Lucy did feel better eventually, and she did find a better man than Larry Parre (who was shot to death before his twenty-ninth birthday during a botched liquor-store robbery attempt, unemployed and trying to get enough cash together to pay for an abortion for his girlfriend), and she and her new husband, Eric Holcomb, gave Henrietta a beautiful granddaughter who she named Sarah, after all, and who Henrietta, true to her word, spoiled rotten every chance she got.
And, yes, she did show Lucy her diaper-changing method, which left Lucy awestruck.
At the moment of Sarah’s birth, the best six years of Lucy’s life had begun.
Chapter Three
During the ensuing years, things weren’t all that bad for Ronnie, either.
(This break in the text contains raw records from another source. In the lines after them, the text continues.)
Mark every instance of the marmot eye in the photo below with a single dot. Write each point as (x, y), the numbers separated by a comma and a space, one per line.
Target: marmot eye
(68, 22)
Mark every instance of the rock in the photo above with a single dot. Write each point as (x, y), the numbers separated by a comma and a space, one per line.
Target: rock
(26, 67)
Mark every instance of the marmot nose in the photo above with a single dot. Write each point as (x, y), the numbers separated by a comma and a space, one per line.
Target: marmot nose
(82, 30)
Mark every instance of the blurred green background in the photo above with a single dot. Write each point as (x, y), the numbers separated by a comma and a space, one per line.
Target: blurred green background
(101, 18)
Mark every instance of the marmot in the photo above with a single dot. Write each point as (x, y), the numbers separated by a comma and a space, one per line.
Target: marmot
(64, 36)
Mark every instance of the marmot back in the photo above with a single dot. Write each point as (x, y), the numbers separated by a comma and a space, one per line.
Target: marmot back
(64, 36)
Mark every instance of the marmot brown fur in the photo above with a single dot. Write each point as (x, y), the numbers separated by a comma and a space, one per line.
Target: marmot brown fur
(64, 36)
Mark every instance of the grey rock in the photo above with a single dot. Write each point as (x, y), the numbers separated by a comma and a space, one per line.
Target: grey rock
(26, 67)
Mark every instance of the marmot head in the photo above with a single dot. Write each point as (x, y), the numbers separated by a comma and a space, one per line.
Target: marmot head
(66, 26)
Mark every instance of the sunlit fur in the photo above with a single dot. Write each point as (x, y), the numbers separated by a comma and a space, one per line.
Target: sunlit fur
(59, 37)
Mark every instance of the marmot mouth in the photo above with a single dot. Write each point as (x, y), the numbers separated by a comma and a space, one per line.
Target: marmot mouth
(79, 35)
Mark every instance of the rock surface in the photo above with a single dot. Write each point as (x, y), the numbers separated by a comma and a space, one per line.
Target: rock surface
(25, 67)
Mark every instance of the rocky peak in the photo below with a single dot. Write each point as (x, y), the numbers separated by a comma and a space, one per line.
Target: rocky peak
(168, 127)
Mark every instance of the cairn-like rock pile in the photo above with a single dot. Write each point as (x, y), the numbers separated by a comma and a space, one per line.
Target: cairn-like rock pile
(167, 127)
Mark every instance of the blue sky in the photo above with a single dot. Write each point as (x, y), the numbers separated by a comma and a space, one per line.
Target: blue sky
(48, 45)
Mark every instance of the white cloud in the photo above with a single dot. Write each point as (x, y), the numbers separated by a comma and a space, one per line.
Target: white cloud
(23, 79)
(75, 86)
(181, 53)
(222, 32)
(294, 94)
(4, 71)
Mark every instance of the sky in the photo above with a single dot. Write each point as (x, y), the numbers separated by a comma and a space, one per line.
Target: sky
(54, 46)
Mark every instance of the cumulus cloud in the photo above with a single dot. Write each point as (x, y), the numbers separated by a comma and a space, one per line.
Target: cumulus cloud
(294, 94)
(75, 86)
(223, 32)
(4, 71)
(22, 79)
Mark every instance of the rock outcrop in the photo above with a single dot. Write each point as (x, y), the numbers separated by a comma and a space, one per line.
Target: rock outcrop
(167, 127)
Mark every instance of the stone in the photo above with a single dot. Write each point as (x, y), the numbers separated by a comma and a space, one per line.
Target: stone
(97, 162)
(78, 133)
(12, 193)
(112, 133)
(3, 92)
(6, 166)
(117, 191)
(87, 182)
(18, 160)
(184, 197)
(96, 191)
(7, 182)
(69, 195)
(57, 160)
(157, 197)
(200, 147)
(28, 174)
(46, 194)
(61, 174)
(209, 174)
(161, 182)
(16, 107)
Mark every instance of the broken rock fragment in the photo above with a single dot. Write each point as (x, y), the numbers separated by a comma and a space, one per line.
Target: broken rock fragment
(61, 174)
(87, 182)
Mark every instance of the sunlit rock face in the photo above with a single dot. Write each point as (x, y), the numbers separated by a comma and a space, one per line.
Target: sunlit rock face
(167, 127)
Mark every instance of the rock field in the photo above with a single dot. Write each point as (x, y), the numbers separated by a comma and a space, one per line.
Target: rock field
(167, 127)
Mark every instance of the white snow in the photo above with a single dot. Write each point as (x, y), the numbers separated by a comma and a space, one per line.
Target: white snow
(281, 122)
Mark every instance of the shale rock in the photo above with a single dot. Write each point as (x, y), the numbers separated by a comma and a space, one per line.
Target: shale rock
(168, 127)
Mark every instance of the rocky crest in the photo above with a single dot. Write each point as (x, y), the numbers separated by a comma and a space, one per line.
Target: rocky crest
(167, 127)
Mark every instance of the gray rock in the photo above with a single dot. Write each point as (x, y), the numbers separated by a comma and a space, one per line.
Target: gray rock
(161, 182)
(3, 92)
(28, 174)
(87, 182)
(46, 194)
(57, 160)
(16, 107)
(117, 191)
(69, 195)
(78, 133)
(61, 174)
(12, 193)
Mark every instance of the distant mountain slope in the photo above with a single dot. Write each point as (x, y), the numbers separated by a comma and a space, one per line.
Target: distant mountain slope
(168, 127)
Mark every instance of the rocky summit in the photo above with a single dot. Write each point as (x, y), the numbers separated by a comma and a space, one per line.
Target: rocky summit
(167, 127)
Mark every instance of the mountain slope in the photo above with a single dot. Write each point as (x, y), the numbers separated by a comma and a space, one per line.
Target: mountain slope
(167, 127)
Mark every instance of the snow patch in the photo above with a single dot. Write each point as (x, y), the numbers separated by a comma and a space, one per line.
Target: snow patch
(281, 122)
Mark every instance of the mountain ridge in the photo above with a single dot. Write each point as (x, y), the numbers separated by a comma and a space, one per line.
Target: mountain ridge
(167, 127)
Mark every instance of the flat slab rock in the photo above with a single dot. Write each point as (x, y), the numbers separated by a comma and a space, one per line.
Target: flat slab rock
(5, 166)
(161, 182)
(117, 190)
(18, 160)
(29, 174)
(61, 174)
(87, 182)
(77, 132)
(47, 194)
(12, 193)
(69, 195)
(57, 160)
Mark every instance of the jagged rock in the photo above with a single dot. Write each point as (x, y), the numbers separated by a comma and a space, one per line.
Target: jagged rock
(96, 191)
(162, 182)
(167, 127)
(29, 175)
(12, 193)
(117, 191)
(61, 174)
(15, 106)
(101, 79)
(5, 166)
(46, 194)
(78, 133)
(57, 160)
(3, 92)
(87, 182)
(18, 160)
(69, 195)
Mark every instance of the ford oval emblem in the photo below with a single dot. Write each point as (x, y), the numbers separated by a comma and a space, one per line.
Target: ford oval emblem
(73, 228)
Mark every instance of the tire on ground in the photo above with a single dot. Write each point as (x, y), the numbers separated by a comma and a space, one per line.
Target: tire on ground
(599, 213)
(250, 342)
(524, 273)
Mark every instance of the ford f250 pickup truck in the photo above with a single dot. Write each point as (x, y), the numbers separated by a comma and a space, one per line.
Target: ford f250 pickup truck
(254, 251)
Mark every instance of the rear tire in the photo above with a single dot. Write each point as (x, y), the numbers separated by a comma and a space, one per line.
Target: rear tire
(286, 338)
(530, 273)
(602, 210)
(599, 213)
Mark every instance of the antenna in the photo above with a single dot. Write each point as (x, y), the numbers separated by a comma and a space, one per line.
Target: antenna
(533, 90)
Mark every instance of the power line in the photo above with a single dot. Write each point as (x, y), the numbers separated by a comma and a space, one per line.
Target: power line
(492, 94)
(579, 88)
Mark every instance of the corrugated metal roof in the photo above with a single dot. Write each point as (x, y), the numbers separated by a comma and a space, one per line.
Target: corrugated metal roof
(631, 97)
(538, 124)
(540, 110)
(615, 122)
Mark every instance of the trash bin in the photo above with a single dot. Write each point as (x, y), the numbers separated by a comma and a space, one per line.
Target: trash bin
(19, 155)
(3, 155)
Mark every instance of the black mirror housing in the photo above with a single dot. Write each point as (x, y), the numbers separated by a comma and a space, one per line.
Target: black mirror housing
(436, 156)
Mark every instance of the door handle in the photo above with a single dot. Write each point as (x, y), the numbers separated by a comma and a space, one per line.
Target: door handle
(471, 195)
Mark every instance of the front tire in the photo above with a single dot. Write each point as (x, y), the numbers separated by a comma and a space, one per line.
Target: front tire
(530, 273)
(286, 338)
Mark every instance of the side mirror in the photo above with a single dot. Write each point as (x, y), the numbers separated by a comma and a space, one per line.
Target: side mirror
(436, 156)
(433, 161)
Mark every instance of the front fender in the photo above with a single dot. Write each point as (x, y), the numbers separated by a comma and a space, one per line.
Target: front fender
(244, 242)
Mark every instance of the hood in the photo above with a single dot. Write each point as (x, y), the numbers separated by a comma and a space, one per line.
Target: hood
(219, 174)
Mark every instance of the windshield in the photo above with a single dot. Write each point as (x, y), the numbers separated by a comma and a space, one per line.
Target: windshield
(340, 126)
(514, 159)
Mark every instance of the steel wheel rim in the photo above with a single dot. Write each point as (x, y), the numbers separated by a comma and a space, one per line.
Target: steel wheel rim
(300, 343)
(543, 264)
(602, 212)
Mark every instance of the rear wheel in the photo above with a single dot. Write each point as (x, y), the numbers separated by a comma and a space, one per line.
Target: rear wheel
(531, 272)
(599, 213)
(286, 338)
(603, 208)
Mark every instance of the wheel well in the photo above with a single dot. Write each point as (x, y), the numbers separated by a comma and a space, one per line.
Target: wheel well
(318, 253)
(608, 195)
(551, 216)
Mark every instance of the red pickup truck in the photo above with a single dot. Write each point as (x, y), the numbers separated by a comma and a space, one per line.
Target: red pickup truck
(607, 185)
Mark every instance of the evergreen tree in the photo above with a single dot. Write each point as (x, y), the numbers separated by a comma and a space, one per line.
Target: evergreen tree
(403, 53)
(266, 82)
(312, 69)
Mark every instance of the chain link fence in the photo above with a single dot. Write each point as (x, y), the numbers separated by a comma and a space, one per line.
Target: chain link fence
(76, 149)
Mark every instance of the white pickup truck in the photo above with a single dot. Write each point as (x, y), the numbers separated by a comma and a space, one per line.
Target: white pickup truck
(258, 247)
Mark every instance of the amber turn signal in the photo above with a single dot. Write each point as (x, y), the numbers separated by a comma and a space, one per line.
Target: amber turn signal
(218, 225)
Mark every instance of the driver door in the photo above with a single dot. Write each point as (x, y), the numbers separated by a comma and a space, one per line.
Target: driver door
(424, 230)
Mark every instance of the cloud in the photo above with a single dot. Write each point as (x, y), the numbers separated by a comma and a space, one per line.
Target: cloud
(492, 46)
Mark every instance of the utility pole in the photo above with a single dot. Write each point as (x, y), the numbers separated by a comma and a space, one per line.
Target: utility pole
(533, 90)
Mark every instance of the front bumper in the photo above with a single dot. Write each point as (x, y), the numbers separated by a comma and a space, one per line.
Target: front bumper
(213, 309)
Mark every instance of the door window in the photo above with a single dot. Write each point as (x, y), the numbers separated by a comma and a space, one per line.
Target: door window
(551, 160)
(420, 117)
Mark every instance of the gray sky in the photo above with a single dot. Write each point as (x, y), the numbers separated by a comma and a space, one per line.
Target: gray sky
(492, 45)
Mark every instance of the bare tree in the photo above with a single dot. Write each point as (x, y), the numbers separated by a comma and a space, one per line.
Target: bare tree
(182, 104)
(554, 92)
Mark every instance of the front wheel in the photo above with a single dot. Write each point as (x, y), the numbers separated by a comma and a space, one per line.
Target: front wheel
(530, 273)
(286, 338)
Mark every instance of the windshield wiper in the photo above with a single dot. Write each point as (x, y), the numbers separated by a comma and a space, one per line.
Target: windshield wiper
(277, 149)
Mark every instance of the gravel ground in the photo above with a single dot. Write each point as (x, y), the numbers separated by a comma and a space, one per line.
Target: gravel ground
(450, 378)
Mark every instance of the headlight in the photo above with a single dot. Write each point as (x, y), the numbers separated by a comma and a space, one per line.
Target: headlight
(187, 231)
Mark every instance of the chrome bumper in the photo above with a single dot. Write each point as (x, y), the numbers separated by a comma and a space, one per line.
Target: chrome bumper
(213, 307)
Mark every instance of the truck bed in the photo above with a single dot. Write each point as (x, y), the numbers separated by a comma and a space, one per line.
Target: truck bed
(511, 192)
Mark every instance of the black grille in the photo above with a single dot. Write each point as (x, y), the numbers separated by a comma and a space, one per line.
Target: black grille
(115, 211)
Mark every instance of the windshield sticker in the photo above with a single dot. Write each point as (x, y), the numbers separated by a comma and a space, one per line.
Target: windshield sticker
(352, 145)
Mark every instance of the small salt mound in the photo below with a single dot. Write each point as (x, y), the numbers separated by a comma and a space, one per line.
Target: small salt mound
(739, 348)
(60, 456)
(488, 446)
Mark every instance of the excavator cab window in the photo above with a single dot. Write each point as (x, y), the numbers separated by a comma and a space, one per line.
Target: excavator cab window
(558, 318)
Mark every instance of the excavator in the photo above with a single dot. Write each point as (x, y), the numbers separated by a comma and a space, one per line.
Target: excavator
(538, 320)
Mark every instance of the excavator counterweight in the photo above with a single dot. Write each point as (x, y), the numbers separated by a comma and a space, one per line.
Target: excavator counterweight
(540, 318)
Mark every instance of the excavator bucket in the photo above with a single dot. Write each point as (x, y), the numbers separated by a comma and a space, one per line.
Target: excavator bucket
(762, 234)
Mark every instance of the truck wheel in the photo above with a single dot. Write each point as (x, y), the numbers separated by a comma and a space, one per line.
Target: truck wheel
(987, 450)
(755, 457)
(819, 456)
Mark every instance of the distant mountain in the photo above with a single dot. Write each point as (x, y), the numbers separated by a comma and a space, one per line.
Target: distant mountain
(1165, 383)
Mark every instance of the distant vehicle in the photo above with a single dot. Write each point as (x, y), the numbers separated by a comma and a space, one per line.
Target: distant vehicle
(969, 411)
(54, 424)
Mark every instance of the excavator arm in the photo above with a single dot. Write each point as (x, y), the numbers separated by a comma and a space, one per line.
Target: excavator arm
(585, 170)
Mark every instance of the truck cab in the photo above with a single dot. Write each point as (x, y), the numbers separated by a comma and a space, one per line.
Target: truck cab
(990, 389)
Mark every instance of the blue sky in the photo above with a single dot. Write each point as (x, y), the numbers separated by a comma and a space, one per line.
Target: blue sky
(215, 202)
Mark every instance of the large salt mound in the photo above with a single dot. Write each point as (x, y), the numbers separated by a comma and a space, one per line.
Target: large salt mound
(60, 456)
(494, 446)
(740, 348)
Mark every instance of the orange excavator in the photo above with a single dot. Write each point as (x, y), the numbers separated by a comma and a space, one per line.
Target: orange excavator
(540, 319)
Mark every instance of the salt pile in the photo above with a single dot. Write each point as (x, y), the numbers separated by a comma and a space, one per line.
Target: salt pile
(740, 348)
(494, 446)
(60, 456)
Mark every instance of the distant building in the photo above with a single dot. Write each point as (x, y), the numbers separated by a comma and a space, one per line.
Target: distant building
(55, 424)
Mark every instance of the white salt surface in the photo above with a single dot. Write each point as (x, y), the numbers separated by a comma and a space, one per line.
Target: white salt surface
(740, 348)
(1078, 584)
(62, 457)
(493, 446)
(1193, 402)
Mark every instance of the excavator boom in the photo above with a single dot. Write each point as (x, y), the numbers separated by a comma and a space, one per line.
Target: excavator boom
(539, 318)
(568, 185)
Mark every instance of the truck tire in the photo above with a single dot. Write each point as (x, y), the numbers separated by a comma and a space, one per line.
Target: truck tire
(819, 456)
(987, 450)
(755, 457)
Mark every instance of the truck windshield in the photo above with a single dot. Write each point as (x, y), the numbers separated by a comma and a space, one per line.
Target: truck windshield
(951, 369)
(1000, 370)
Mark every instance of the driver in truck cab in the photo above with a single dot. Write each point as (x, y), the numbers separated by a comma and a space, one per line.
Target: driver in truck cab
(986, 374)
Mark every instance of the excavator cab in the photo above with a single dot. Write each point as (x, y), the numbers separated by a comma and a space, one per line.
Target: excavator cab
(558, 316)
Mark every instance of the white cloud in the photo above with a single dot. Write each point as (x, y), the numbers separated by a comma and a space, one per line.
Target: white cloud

Though he had to take the Hurting away from more children than he would have liked, he also took it away from several animals, as well, and each time found that he was gifted with the memories of each and every animal and child, as well as the visions of what would have happened to them, had not he come along to save them.
The first and most painful of the children had been the eleven-month-old baby outside the Kresge’s Department Store two weeks before Christmas when Ronnie was ten. Its mother had come outside, weighted down with packages, and realized that she’d left her purse on the checkout counter. Setting down the boxes and bags, she went back inside and left the baby alone in its stroller. Ronnie (who’d been downtown doing his own Christmas shopping with the twenty-six dollars he’d saved from his allowance) walked over to the stroller and looked down at the baby, then made the Puffy Face that always caused babies to laugh, but this one didn’t. It just looked at him, expressionless. It didn’t even so much as smile and make the goo-goo noise. This was not right. The Puffy Face always worked. Always.